This tutorial presents the general principles of assessing the reliability of a phylogenetic inference through the use of posterior predictive simulation (PPS). PPS works by assessing the fit of an evolutionary model to a given dataset, and analyzing several test statistics using a traditional goodness-of-fit framework to help explain where a model may be the most inadequate.
Assessing the fit of an evolutionary model to the data is critical as using a model with poor fit can lead to spurious conclusions. However, a critical evaluation of absolute model fit is rare in evolutionary studies. Posterior prediction is a Bayesian approach to assess the fit of a model to a given dataset (Bollback 2002; Brown 2014; Höhna et al. 2018), that relies on the use of the posterior and the posterior predictive distributions. The posterior distribution is the standard output from Bayeisan phylogenetic inference. The posterior predictive distribution represents a range of possible outcomes given the assumptions of the model. The most common method to generate these possible outcomes, is to sample parameters from the posterior distribution, and use them to simulate new replicate datasets (). If these simulated datasets differ from the empirical dataset in a meaningful way, the model is failing to capture some salient feature of the evolutionary process.
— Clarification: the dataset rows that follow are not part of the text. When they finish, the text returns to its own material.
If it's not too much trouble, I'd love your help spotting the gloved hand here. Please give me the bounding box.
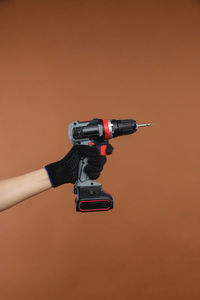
[44,144,113,188]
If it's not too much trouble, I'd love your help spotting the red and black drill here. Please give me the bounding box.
[68,119,152,212]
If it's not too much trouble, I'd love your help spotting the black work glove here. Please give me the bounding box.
[44,144,113,188]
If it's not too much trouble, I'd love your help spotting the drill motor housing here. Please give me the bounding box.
[68,119,151,212]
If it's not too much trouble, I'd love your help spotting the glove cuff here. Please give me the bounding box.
[44,161,70,188]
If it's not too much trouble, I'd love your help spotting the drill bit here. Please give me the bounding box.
[137,123,153,128]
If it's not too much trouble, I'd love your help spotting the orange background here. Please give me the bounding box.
[0,0,200,300]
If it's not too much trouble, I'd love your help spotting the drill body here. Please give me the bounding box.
[68,119,151,212]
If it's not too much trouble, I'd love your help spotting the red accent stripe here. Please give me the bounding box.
[103,120,110,140]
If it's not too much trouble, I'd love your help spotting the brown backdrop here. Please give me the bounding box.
[0,0,200,300]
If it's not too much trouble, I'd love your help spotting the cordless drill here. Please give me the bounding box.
[68,119,152,212]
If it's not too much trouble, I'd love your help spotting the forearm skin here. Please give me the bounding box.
[0,168,52,211]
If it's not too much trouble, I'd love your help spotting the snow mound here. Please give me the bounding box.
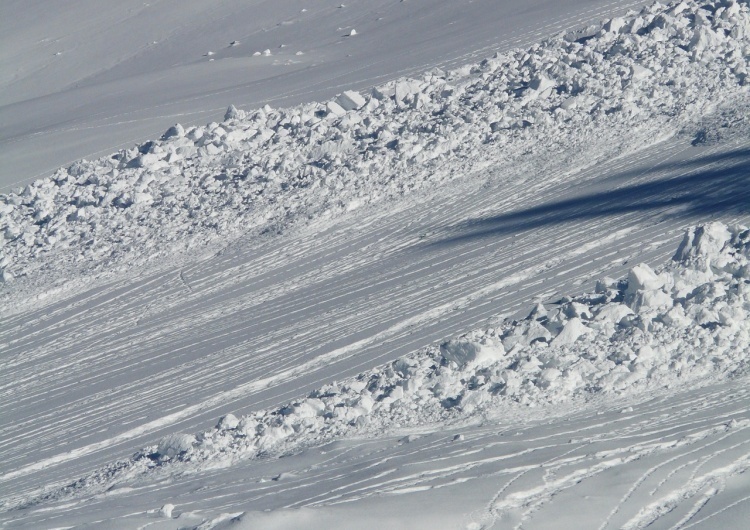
[27,223,750,506]
[169,223,750,460]
[0,0,750,311]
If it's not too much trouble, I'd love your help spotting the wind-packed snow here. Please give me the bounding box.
[0,2,750,312]
[13,223,750,507]
[0,0,750,530]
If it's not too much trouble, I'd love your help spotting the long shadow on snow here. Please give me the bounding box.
[422,149,750,248]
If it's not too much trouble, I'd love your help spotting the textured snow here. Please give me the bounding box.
[0,3,750,312]
[0,0,750,530]
[11,223,750,516]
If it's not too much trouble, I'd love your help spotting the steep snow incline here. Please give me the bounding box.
[0,2,750,527]
[0,3,750,306]
[0,0,647,191]
[6,223,750,528]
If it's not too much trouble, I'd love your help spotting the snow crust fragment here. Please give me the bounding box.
[36,223,750,504]
[0,1,750,311]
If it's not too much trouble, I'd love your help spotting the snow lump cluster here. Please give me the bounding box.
[0,0,750,310]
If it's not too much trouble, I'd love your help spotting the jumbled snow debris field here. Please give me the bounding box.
[13,223,750,503]
[0,0,750,311]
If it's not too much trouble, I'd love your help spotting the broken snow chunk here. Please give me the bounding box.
[440,338,505,369]
[326,101,346,117]
[336,90,367,110]
[626,263,664,295]
[159,504,174,518]
[604,17,627,33]
[630,64,653,81]
[216,414,240,431]
[560,96,578,110]
[224,105,247,121]
[552,317,593,346]
[594,302,633,324]
[156,434,195,458]
[161,123,185,140]
[672,223,731,264]
[529,75,555,94]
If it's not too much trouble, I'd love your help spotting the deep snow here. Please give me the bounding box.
[0,0,647,191]
[0,2,750,528]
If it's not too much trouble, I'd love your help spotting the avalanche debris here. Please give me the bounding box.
[23,223,750,506]
[0,0,750,314]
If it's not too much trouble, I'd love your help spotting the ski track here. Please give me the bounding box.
[0,129,747,520]
[0,0,750,530]
[13,379,750,529]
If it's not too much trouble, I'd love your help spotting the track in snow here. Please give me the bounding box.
[0,129,750,517]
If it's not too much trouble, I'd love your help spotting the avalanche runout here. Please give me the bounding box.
[0,0,750,312]
[19,223,750,502]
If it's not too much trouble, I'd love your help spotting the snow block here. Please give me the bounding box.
[326,101,346,116]
[335,90,367,110]
[156,434,195,458]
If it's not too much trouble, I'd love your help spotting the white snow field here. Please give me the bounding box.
[0,0,648,192]
[0,0,750,529]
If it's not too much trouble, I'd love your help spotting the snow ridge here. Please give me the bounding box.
[0,0,750,313]
[11,223,750,509]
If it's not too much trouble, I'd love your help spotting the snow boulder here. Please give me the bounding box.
[552,317,593,346]
[156,434,195,458]
[216,414,240,431]
[335,90,367,110]
[440,338,505,369]
[672,223,732,264]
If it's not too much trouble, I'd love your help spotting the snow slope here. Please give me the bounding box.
[0,2,750,528]
[0,0,646,191]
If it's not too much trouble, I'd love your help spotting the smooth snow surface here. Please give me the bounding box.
[0,0,750,529]
[0,0,647,191]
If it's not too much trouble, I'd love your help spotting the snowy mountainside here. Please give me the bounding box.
[13,223,750,508]
[0,3,750,311]
[0,0,750,530]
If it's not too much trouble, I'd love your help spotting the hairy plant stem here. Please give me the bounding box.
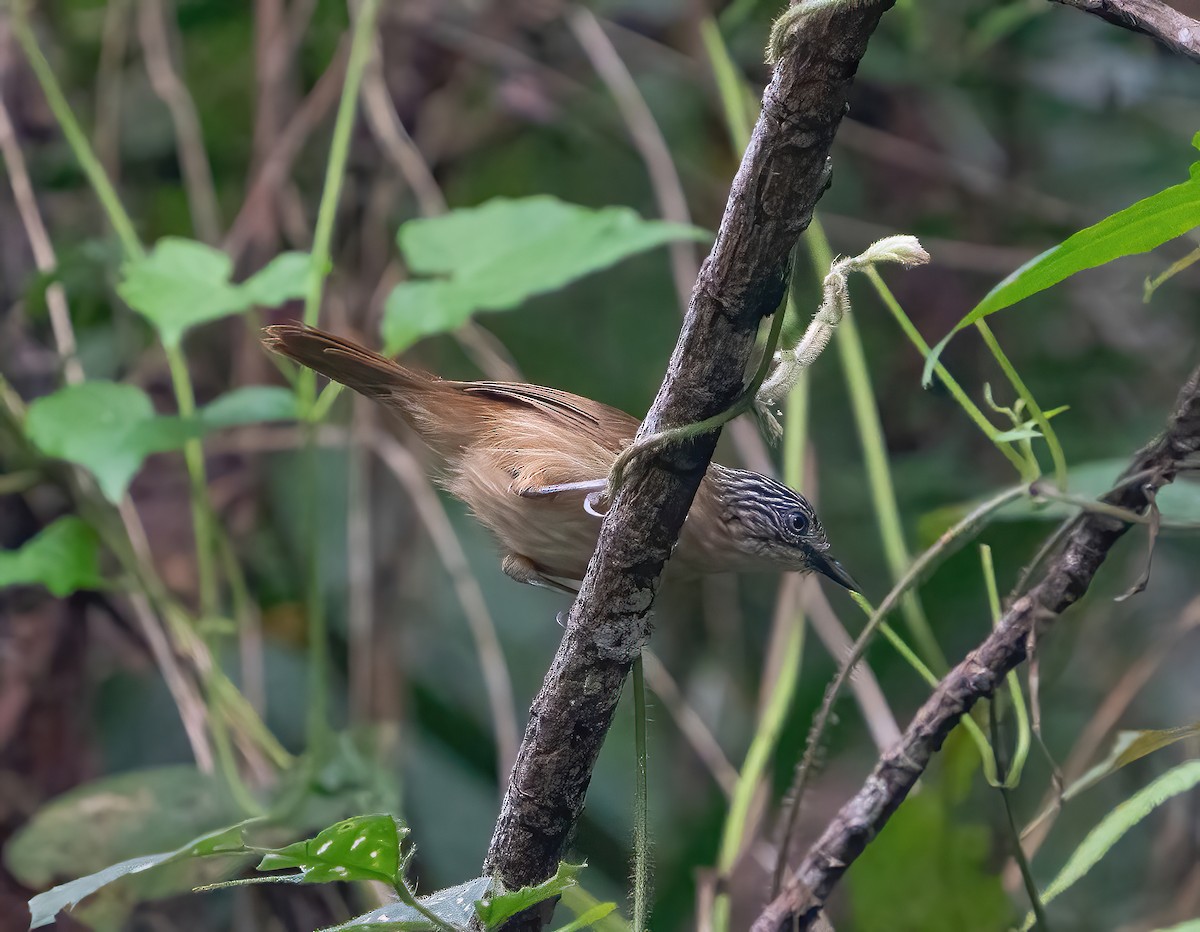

The framework to construct posterior predictive distributions, and compare them to the posterior distribution is conveniently built in to ‘RevBayes‘ (Höhna et al. 2014; Höhna et al. 2016; Höhna et al. 2018). In this tutorial we will walk you through using this functionality to perform a complete posterior predictive simulation on an example dataset.
Most statistics proposed for testing model plausibility compare data-based characteristics of the original data set to the posterior predictive data sets (e.g., variation in GC-content across species). In data-based assessments of model fit one compares the empirical data to data simulated from samples of the posterior distribution. ‘RevBayes‘ additionally implements test statistics that compare the inferences resulting from different data sets (e.g., the distribution of posterior probability across topologies). These are called inference-based assessments of model fit. For these assessments one must run an MCMC analysis on each simulated data set, and then compare the inferences made from the simulated data to the inference made from the empirical data.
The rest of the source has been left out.